During a "Crossfire" discussion last week of the Seattle Times' printing allegations of sexual harassment from several unnamed former employees of Sen. Brock Adams (D-Wash.), Sununu expressed strong views on the power of the press to "overwhelm anyone, even a senator of the United States" with stories quoting unnamed sources. But off-camera, Sununu did not rise to the bait of critiquing the news media or discussing whether he felt they "got" him with leaks from his opponents in the White House.
"I don't want to talk about the press relative to me personally," said Sununu, who is planning to write a book on the news media. "Sometime when I'm good and ready, I'll do it my way, under my conditions.
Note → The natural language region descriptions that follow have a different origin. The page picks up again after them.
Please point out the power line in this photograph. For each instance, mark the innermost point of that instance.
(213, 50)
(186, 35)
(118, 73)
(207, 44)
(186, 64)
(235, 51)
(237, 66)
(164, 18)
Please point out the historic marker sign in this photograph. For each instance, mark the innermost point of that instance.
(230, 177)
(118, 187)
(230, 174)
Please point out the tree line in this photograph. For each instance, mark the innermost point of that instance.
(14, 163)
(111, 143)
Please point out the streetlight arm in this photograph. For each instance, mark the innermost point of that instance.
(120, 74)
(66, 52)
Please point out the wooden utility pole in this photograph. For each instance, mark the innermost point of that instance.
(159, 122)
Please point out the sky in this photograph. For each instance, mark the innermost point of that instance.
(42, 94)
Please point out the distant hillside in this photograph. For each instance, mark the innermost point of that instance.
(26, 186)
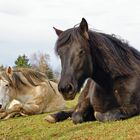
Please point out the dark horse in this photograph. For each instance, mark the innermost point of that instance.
(111, 63)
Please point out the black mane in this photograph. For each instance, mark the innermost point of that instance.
(115, 55)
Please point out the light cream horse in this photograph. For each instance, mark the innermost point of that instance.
(35, 93)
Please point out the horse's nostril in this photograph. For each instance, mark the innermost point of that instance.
(69, 87)
(66, 89)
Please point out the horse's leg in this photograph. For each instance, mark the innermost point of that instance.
(125, 94)
(14, 109)
(26, 109)
(59, 116)
(77, 114)
(84, 110)
(117, 114)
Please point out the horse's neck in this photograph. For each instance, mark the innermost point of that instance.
(102, 78)
(100, 75)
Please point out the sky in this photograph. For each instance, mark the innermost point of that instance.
(26, 26)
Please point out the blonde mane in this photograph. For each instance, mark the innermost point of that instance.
(26, 77)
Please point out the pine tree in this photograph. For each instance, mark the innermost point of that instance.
(22, 61)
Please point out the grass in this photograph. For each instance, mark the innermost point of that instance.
(35, 128)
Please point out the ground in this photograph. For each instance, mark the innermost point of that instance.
(35, 128)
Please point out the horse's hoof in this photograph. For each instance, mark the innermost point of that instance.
(50, 119)
(76, 118)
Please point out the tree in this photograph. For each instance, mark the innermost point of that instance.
(22, 61)
(2, 68)
(40, 62)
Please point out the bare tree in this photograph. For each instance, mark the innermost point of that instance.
(40, 62)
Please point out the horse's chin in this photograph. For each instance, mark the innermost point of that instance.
(70, 96)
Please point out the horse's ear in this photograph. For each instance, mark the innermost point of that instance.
(9, 71)
(84, 28)
(58, 32)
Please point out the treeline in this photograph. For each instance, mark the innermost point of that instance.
(39, 62)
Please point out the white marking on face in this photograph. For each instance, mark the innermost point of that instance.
(4, 93)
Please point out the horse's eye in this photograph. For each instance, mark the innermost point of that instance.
(81, 52)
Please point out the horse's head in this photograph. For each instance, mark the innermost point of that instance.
(73, 48)
(5, 88)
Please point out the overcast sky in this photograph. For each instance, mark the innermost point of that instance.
(26, 25)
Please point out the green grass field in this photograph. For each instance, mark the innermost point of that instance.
(35, 128)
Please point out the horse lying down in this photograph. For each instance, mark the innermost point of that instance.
(111, 63)
(84, 110)
(35, 93)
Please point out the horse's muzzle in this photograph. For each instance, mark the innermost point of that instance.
(67, 91)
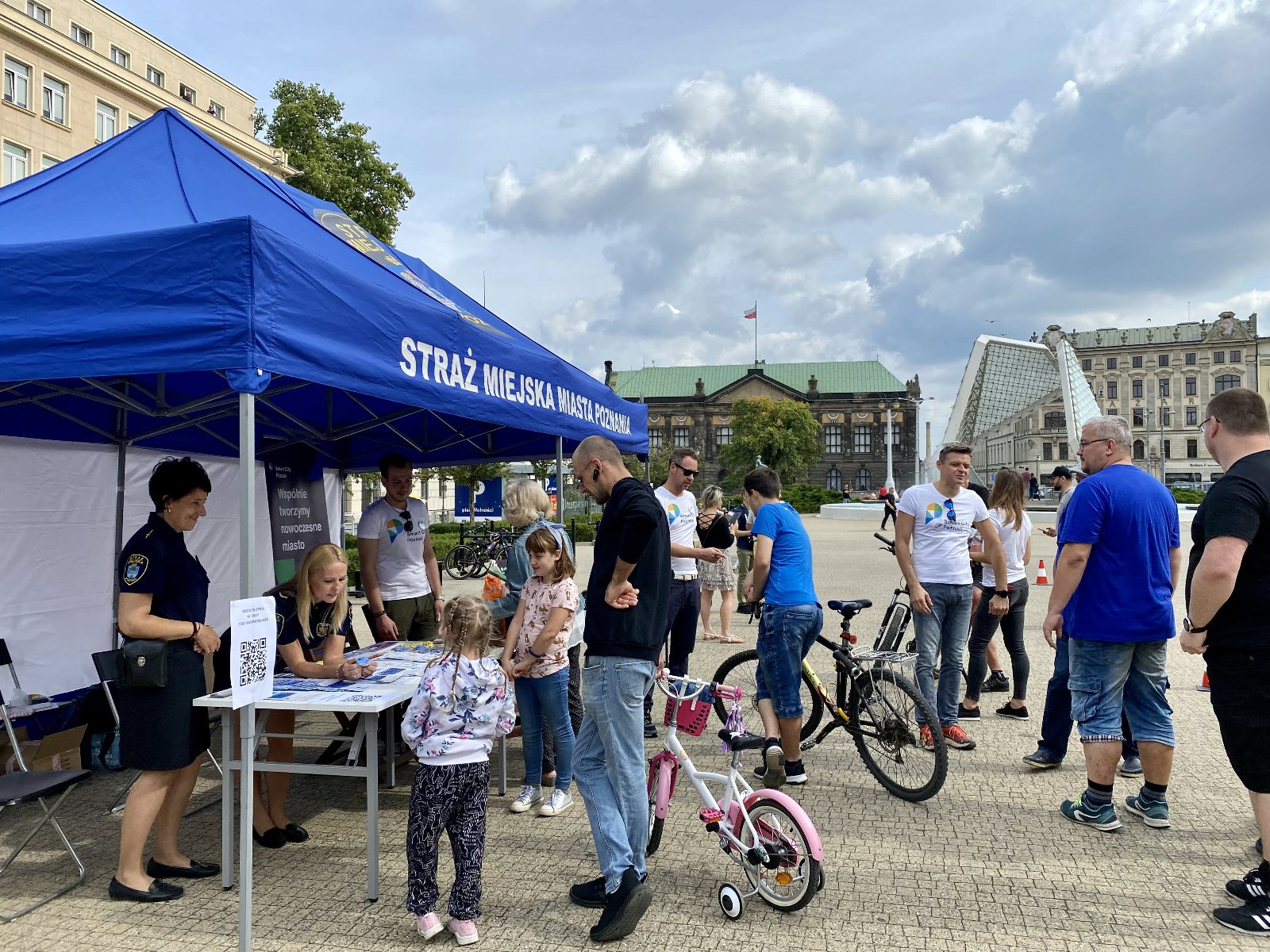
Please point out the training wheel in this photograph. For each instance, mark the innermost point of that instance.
(730, 901)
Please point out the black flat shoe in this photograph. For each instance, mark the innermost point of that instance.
(272, 838)
(194, 871)
(295, 833)
(159, 892)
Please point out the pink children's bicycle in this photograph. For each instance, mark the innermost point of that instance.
(764, 831)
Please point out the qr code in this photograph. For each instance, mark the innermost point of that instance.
(252, 663)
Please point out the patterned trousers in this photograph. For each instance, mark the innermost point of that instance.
(448, 797)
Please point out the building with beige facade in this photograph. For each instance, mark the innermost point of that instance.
(75, 74)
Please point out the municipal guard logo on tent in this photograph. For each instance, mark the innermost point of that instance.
(133, 569)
I would prefer to discuss (the press) the way I've described: I'd like to have your $19.95."
But Sununu said that he considered many White House correspondents quite capable--among them Helen Thomas of United Press International, Brit Hume of ABC and Frank Sesno and Charles Bierbauer of CNN. "I'm not pretending to be a journalist; I'm a commentator and questioner," he noted.
Kinsley, the New Republic columnist who is cast as the liberal pugilist in "Crossfire" debate, suggested Sununu as a replacement for Buchanan after Buchanan decided to run for President.
"I heard on the radio that Sununu, the combative conservative, had resigned," Kinsley recalled. "I thought he sounded like what we were looking for on 'Crossfire.' "
Kinsley said he did not have any qualms about a Bush strategist commenting on the presidential campaign. "The fact that John worked at the White House is sort of a plus," he said. "The President of the United States has had no defender on 'Crossfire' in the past couple of years; Buchanan was sometimes stuck with me defending President Bush."
In his first week, Kinsley said, Sununu was "extremely pleasant and painfully accommodating. He's obviously been leaning over backwards. His reputation is as an ogre and some sort of madman. I'm sure the producers are hoping a bit of that will come out on the air."
Buchanan recently said that he intends to take his Presidential campaign all the way to the California primaries in June. His job at CNN, network executives have said, will be waiting for him when he returns--presuming, of course, that he doesn't get elected.
"I don't have any political ambitions myself," said Sununu, a former governor of New Hampshire. "When Buchanan returns, I'll step off 'Crossfire.' I just thought it would be interesting to be here during a political year."